The second study, completely unrelated, challenged the conventional tests that conclude that rates prefer water laced with morphine to plain water and, instead, were just being crazy for lack of space.
Sorry if my descriptions of the effects and significance are lacking, but I saw some patterns that are reinforced by this OP.
Nature versus nurture, and especially very early childhood nurture, and all that.
Thanks!!!
ismnotwasm
(42,020 posts)My basic stance is of course we are going to find differences in the brain-- simply considering the plasticity of brain. What these differences mean by gender are unknown but people try-- generally using heteronormative standards, which is an automatic disqualification into my way of thinking.

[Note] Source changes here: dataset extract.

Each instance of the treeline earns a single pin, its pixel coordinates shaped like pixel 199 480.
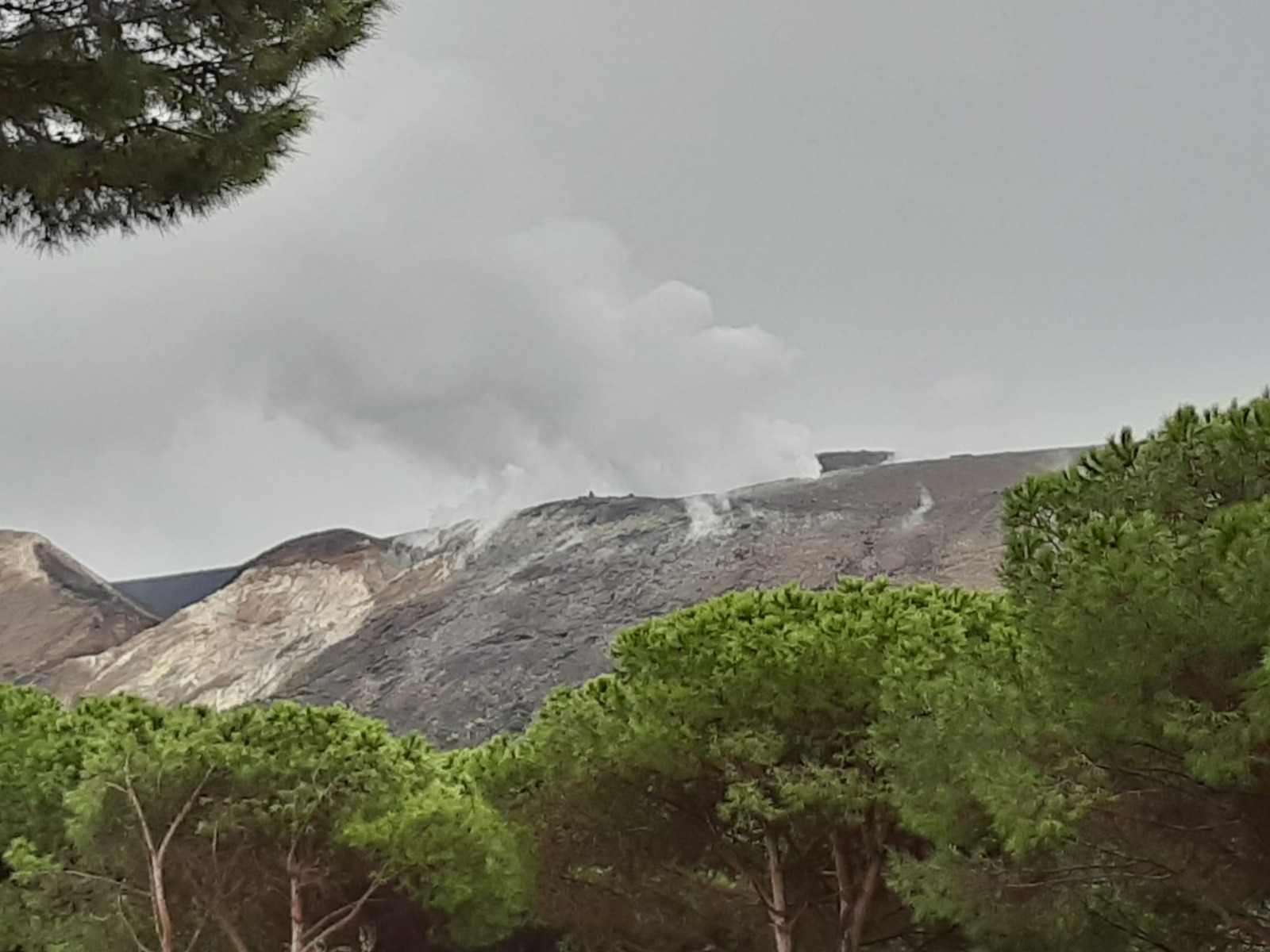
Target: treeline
pixel 1081 762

It took more than making babies for something like human beings to develop.
NYC_SKP
(68,644 posts)Not the correct link for the OP in the past few days but same topic: http://www.npr.org/2011/08/08/139033757/babys-palate-and-food-memories-shaped-before-birth
I wonder what other preferences are formed in the womb or first years.
Your reply suggests a deeper and more provocative avenue of inquiry: what are the plastic characteristics of developing humans and the importance thereof?, has the plasticity been preserved or selectively removed (I doubt it), and what are the implications that impact conventional wisdom among social scientists?
I'm of the "constructivist plastic developmental" school of thought, not that such a school exists.
ismnotwasm
(42,020 posts)You should invent it!
Human beings are paradoxically diverse and much the same the world over; when situations arise we have biological reactions--using the best known, fight or flight. The body does number of things to shunt energy for either response, the brain is certainly involved, but thinking isn't, not at first. The plasticity comes with need for a variety of responses for a variety of situations. And that's about as far I can go without looking up articles
One_Life_To_Give
(6,036 posts)I find that Transgender Children indicate that some level of difference exists. The exact mechanisms that allow an Androgen Insensitive male to develop a female identity may or may not be similar to how some others develop cross gender identities. But there appears to be evidence that the brain is both plastic and fixed. For example Hormones can change sexual orientation in some individuals but not in others.
NuclearDem
(16,184 posts)Still, interesting view.